Comment êtes-vous arrivé au théâtre et quelles furent vos influences ?

En étudiant le théâtre à l’Université, j’ai découvert que j’aimais beaucoup de nouvelles pièces et l’art de la narration théâtrale. Je fus influencé par une vague de dramaturges britanniques contemporains tels que David Grieg, Gregory Burke, Simon Stephens et Anthony Neilson, ainsi que de grands modernes comme Miller et Ayckbourn. Je continue également d’être influencé par mes pairs : des écrivains comme Alice Birch, Alistair McDowell, Sam Holcroft et Lucy Kirkwood.

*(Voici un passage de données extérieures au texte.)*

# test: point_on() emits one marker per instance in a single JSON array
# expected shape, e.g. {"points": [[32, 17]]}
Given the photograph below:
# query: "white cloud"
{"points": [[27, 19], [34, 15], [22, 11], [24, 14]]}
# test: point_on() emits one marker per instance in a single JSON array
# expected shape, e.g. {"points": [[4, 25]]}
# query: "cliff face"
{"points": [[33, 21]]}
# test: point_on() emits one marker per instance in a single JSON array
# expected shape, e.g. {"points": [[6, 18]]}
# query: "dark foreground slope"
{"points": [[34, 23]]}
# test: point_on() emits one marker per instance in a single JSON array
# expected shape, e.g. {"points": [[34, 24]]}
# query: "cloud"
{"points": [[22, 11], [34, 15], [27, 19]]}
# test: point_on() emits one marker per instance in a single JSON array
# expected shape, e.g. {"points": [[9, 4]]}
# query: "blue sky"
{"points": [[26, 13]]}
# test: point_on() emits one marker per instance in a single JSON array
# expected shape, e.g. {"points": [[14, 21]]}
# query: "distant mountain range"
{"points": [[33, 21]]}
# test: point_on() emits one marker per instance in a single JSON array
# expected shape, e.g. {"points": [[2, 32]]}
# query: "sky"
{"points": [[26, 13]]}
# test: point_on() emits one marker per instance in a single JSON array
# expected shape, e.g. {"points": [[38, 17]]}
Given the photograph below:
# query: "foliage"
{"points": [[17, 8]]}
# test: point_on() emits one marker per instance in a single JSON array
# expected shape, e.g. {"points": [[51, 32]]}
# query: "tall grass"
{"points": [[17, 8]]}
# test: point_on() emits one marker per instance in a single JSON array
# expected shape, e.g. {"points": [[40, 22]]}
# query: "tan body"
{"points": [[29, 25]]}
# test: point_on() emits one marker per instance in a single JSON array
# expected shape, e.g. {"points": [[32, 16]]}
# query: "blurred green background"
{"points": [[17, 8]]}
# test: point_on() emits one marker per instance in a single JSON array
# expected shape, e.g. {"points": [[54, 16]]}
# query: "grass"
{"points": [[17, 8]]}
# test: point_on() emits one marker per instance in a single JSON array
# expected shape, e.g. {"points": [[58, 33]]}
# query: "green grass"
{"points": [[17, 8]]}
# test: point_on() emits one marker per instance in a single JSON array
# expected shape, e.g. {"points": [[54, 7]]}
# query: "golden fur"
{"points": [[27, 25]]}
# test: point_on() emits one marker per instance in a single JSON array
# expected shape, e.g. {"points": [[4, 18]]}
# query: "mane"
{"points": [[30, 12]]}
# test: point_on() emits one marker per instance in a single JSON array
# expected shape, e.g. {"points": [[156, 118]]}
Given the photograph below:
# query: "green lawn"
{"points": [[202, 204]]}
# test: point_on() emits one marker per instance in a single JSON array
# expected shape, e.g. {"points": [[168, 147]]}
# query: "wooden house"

Quels sont vos thèmes de prédilection ?

Comment notre environnement influence notre comportement. Et parce que je suis Britannique – les classes sociales.

Quelle est la problématique majeure qui vous habite en ce moment ?

L’isolement et l’inégalité.

Quel est votre processus d’écriture ?

Je n’ai pas de processus strict : une idée initiale, un premier jet approximatif, enfin de nombreuses réécritures.

En 2011, vous avez travaillé pour la Royal Shakespeare Company : 400 après sa mort, que peut encore nous apporter William Shakespeare ?

Embrasser le langage, l’imagination et la notion d’échelle dans notre travail.

Quels liens personnels et professionnels entretenez-vous avec la France ?

Je ne parle pas français. J’aurais aimé, j’en veux à mon professeur. Sinon, mes rapports avec la France passent principalement par le dur travail et l’esprit tenace de Séverine Magois ; elle a été un immense soutien, autant pour moi que pour les pièces que j’ai écrites.

Dans Burning cars, vous mêlez étroitement l’humour et l’horreur dans le quotidien de vos personnages : pourquoi une telle association ?

Parce que, du point de vue de la dramaturgie, ils forment une paire parfaite. Les gens, dans des circonstances extrêmes, agissent de la plus étrange des manières.

La pièce n’a jamais été mise en scène à ce jour : qu’est-ce que vous éprouvez à l’idée que la création mondiale ait lieu outre-Manche ?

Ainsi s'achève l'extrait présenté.